Low-dose aspirin may lower ovarian cancer risk

October 04, 2018

Boston, MA - Women who reported recent, regular use of low-dose aspirin (100 milligrams or less) had a 23% lower risk of developing ovarian cancer when compared with women who did not regularly take aspirin, according to new research led by Harvard T.H. Chan School of Public Health. The study also found that long-term heavy use of non-aspirin non-steroidal anti-inflammatory drugs (NSAIDs) may be associated with an increased risk of ovarian cancer.

"What really differentiated this study from prior work was that we were able to analyze low-dose aspirin separately from standard dose aspirin," said Mollie Barnard, a postdoctoral fellow at Huntsman Cancer Institute at the University of Utah, who led this research while a doctoral student at the Harvard Chan School. "Our findings emphasize that research on aspirin use and cancer risk must consider aspirin dose. Our results also highlight the need for ongoing conversations between patients and their doctors on the risks and benefits of taking low-dose aspirin."

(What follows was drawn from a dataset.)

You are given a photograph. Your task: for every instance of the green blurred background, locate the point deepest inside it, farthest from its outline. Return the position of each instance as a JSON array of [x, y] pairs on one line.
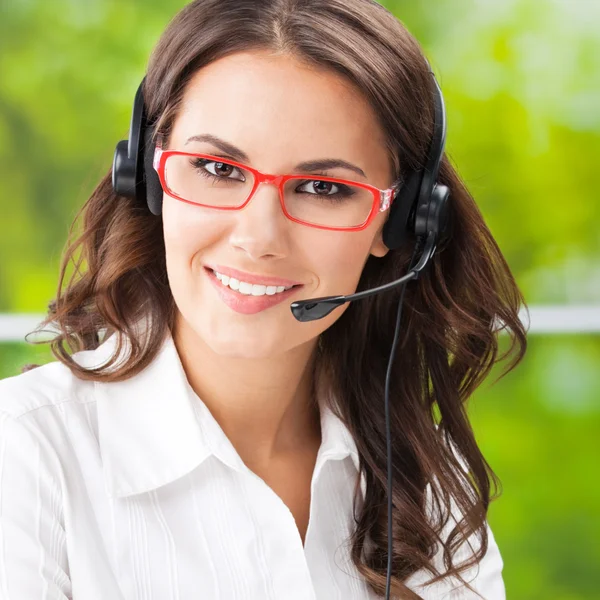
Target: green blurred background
[[521, 79]]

The study will be published online October 4, 2018 in JAMA Oncology.

Among U.S. women, ovarian cancer is the fifth most common cause of cancer-related death. A growing body of evidence indicates that inflammation plays a role in the development of ovarian cancer and researchers have noted that localized inflammation that occurs with ovulation could be a contributing factor. It's believed that aspirin lowers ovarian cancer risk by reducing inflammation. While several previous studies have sought to determine if aspirin and other common anti-inflammatory medications influence the risk of ovarian cancer, the findings have been inconsistent.

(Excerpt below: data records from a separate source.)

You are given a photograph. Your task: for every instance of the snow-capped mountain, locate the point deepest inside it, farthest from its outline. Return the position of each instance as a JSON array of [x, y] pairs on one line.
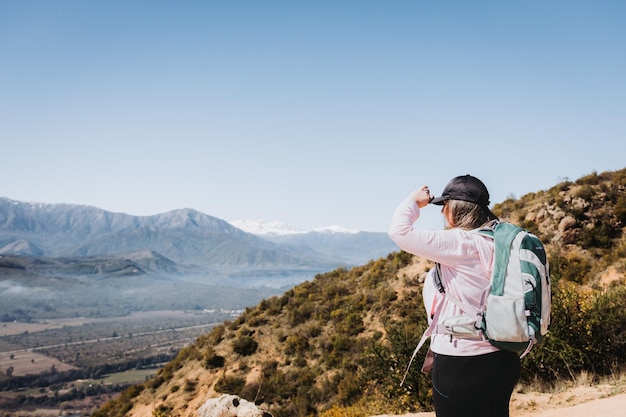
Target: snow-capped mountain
[[353, 246], [263, 228], [277, 228]]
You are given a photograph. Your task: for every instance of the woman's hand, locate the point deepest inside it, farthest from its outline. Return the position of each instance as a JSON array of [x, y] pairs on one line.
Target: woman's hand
[[422, 196]]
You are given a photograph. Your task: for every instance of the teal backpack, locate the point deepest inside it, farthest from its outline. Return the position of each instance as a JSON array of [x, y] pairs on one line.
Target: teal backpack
[[515, 312]]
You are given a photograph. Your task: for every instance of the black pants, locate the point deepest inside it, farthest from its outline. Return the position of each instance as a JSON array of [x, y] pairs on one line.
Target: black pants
[[474, 385]]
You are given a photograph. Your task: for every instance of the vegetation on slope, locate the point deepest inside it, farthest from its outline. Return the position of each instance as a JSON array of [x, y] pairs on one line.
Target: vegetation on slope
[[344, 338]]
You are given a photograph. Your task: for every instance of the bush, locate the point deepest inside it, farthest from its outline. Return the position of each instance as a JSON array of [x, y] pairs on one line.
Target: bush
[[245, 345], [230, 385]]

For this study, Harvard Chan School researchers, along with colleagues from Brigham and Women's Hospital in Boston and Moffitt Cancer Center in Tampa, analyzed data on 205,498 women who were part of the Nurses' Health Study and Nurses' Health Study II. Of those, 1,054 developed ovarian cancer. The researchers looked at the women's use of aspirin, low-dose aspirin, non-aspirin NSAIDs, and acetaminophen, as well as information on the number of tablets used, and the frequency, timing, and duration of use.

The results showed that recent low-dose aspirin use was associated with a lower risk of ovarian cancer while standard-dose aspirin (325 milligrams) use was not. However, the researchers did not observe an increasingly lower ovarian cancer risk with longer durations of low-dose aspirin use. The analysis also suggested that use of non-aspirin NSAIDs, such as ibuprofen and naproxen, when taken in quantities of at least 10 tablets per week for multiple years may be associated with an increased risk of ovarian cancer.

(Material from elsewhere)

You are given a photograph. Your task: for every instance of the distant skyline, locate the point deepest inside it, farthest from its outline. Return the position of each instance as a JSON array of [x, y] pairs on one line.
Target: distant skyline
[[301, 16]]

The findings indicate that recommendations made by the U.S. Preventive Services Task Force in 2016 advising older adults who are at an elevated risk of cardiovascular disease to take low-dose aspirin are unlikely to increase the risk of ovarian cancer, the researchers said.

"Our findings expand on two consortium studies showing that daily aspirin is related to lower ovarian cancer risk. Many people take a low-dose aspirin daily for heart disease prevention," said senior author Shelley Tworoger, associate center director of population science at Moffitt, who also worked on this study while at Harvard Chan School and Brigham and Women's Hospital. "More research is needed to figure out which women can benefit most from taking low-dose aspirin to reduce their risk of ovarian cancer."
-end-
Heather Eliassen, Bernard Rosner, and Kathryn Terry, from Harvard Chan School and Brigham and Women's Hospital, were co-authors on the study.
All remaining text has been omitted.